Tim DOGE menghadapi tantangan besar dalam mencapai penghematan yang dijanjikan untuk mendukung ide dividen.
Reaksi positif dari Trump menunjukkan dukungan politik terhadap proyek yang dipimpin oleh Musk.
Presiden Donald Trump sedang mempertimbangkan ide untuk memberikan "dividen DOGE" kepada warga Amerika, di mana mereka bisa mendapatkan pengembalian pajak tahun depan berkat penghematan yang ditemukan oleh tim Elon Musk. Trump menyatakan bahwa dividen ini mungkin bisa mencapai "banyak uang" karena tim DOGE mengklaim telah menghemat sekitar Rp 918.50 triliun ($55 miliar) . Namun, banyak analis meragukan angka tersebut, dengan beberapa memperkirakan penghematan yang sebenarnya hanya sekitar Rp 33.40 ribu ($2) hingga Rp 66.80 triliun ($4 miliar) , yang berarti dividen per orang hanya sekitar Rp 4.04 juta ($2,42) .
Musk awalnya berjanji untuk menghemat hingga Rp 33.40 quadriliun ($2 triliun) , tetapi kini menargetkan Rp 16.70 quadriliun ($1 triliun) . Namun, untuk mencapai angka tersebut, tim DOGE harus mengurangi anggaran di bagian-bagian pemerintah yang sulit, seperti Jaminan Sosial dan Medicare, yang menjadi janji Trump untuk tidak dipotong. Selain itu, ada juga rencana untuk menggunakan sebagian dari penghematan ini untuk pemotongan pajak baru.
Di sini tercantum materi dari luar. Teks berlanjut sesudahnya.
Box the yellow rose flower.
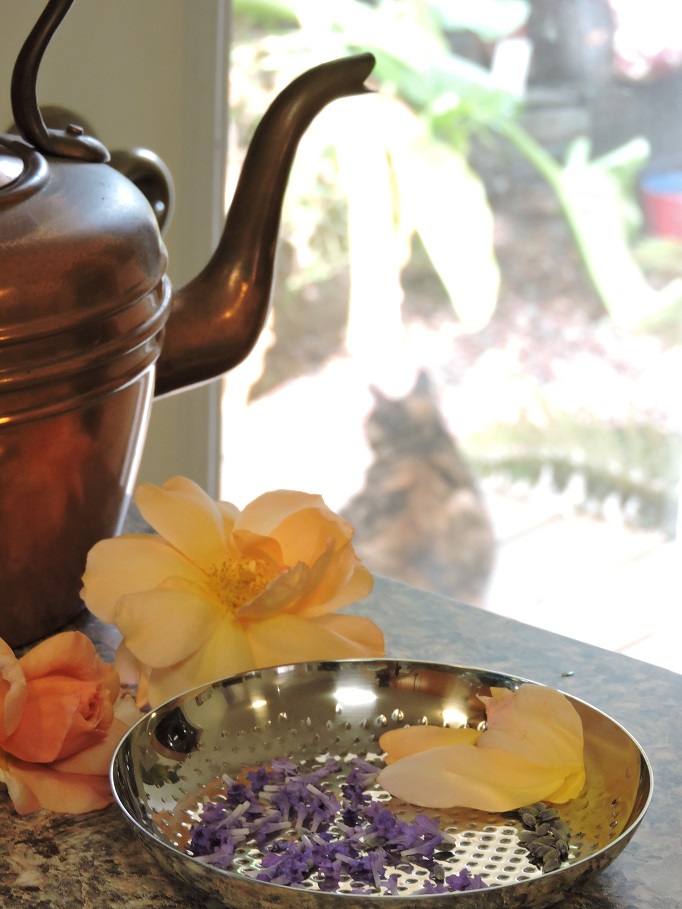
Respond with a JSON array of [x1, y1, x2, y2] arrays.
[[378, 684, 585, 812], [81, 477, 384, 706]]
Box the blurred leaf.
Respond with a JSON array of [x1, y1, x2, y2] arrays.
[[431, 0, 530, 41]]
Meskipun ide dividen ini menarik, banyak tantangan yang harus dihadapi untuk mewujudkannya.
Analisis Ahli
Jessica Riedl
Penghematan yang realistis hanya sekitar 4 miliar dolar, yang berarti dividen per orang sangat kecil dan tidak berarti dalam konteks defisit keseluruhan. Untuk mencapai pengurangan defisit signifikan, pemotongan besar di program-program sosial utama akan dibutuhkan, yang sangat tidak populer.